Hell, it'd be the most expensive component in my rig...
Honestly, who was expecting the next Raptor to be a 2.5 inch drive? I know it's in a 3.5 inch enclosure, but you just know the guys at Alienware are trying to figure out how one of these is going to work in a laptop.
Notebook HDs only need 5V and the velociRaptor needs both 12V and 5V. I'm not saying it can't be done.
It's not sour grapes...it's spoon feeding us tiny bumps and calling it amazing that gets me...it's better, but amazing or wow or making a big deal about an incremental increase is just hyping it up, when it's not that big of a step up.
Lets see how it looks to me:
- I get 30%+ of performance increase compared to my 1TB drive (yah, 10EACS)
- I get 300gb for $300, I already have 1000gb for $300
- I can get 640gb instead of 300gb with little speed decrease but it will cost $130.
So 30%+ speed increase equals almost 5x price increase?
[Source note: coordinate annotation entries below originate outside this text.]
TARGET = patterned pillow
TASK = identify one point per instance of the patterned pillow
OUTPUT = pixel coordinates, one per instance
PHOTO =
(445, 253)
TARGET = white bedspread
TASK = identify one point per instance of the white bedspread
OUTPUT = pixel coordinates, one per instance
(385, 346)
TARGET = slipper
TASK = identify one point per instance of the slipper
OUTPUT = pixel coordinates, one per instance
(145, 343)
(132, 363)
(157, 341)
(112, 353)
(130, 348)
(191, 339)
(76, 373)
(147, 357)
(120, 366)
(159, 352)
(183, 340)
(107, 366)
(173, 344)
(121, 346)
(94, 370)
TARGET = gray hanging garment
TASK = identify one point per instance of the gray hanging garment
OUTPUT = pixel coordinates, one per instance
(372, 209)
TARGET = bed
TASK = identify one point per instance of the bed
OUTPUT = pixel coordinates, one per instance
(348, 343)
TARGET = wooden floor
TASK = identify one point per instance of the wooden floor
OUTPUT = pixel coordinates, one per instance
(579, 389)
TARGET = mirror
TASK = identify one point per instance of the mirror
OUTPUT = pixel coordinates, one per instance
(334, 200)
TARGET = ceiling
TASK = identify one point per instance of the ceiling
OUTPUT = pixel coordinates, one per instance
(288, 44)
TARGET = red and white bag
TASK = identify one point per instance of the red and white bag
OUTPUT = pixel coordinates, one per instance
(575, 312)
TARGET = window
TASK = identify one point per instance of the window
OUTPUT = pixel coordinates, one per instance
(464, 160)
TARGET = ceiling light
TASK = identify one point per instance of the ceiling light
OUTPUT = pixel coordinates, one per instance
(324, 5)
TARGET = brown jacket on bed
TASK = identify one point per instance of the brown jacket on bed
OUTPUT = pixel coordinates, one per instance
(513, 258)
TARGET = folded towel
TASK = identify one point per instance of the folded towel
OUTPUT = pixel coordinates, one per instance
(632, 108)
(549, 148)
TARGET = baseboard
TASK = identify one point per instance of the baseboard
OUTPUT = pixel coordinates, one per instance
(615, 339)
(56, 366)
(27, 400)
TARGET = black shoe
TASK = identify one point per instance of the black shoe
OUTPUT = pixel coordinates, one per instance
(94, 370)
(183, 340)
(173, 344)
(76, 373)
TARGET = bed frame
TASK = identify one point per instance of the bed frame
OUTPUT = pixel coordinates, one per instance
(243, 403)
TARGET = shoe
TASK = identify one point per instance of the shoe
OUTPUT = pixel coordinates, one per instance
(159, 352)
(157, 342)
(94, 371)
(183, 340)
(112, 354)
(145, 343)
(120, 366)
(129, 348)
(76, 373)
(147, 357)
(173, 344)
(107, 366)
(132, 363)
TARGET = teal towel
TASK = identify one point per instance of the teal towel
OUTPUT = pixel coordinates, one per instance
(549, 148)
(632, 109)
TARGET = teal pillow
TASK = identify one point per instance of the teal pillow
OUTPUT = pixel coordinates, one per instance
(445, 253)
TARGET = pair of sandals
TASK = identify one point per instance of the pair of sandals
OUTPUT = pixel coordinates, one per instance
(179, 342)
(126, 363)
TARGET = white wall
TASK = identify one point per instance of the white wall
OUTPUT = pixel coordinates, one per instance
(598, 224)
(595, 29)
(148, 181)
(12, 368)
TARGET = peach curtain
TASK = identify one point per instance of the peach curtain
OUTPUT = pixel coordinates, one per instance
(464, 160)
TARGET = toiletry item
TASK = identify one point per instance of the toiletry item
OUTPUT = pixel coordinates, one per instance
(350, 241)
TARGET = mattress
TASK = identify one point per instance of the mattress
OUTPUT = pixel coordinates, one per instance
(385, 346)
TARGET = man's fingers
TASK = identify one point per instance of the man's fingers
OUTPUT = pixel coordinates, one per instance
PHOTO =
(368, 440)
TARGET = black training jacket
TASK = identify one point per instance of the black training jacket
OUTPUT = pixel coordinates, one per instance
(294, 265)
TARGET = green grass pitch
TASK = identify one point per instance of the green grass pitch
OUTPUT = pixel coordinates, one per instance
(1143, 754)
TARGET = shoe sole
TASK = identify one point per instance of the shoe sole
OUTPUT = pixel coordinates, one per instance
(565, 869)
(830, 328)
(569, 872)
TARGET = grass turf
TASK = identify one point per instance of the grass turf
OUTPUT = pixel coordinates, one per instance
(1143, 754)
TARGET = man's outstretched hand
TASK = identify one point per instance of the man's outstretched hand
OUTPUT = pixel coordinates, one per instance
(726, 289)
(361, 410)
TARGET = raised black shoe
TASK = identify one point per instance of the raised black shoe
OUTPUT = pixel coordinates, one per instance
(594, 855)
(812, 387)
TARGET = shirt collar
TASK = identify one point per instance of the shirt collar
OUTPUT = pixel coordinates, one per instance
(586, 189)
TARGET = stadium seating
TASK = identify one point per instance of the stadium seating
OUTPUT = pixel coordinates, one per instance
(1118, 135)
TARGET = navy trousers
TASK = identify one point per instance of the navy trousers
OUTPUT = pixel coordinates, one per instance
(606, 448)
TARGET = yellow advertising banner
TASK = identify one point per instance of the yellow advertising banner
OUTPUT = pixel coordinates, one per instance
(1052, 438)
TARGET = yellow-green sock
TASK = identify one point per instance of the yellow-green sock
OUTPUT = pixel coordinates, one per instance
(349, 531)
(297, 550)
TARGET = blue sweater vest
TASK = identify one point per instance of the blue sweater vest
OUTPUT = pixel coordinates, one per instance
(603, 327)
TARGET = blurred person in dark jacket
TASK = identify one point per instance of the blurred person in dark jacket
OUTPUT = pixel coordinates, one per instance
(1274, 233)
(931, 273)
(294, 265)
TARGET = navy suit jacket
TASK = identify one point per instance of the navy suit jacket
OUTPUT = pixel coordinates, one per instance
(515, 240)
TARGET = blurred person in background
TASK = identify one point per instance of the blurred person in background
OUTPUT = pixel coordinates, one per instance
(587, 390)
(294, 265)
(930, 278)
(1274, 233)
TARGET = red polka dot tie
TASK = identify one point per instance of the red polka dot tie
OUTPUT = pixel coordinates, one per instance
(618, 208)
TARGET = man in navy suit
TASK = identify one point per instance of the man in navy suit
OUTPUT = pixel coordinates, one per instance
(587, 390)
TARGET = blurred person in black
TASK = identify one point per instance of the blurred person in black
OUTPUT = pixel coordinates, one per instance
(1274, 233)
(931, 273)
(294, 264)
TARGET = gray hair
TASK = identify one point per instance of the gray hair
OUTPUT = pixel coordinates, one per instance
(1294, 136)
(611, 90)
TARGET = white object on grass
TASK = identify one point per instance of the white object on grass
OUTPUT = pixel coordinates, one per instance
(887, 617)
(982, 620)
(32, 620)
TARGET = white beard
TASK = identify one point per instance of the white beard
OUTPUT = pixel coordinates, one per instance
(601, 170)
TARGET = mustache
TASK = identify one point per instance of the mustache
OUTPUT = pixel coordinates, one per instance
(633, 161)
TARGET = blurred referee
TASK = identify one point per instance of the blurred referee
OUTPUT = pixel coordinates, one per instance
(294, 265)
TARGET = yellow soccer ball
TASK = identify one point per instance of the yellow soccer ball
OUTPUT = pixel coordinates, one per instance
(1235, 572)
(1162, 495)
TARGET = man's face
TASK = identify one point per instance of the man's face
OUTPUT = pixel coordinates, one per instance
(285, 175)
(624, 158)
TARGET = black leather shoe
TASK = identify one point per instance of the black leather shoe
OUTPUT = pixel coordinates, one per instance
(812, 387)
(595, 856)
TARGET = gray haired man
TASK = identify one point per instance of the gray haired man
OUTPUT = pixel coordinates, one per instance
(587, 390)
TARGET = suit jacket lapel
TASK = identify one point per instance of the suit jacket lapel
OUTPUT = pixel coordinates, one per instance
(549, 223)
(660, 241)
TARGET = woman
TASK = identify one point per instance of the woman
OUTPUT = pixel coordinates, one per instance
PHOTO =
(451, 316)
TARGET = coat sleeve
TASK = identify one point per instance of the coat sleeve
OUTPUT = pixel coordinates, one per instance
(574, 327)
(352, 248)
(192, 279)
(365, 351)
My wallet thinks otherwise... But thats my wallet, if your wallet says otherwise, I think you'll be happy with the new HDD from WD
^My wallet says I have to live with my Raptor, you know bills and stuff.
It's not sour grapes...it's spoon feeding us tiny bumps and calling it amazing that gets me...it's better, but amazing or wow or making a big deal about an incremental increase is just hyping it up, when it's not that big of a step up.
Hard drives have to live within the laws of physics and current technology. Maybe you know of some way to get a 200% improvement. By all means share it with us.
This drive looks good to me. If I hadn't just built a new computer, I'd like one of these in it. One might end up in the new computer anyway. Don't know, will see.
Hey wait, that government rebate check could pay for one of these and not hurt the wallet at all.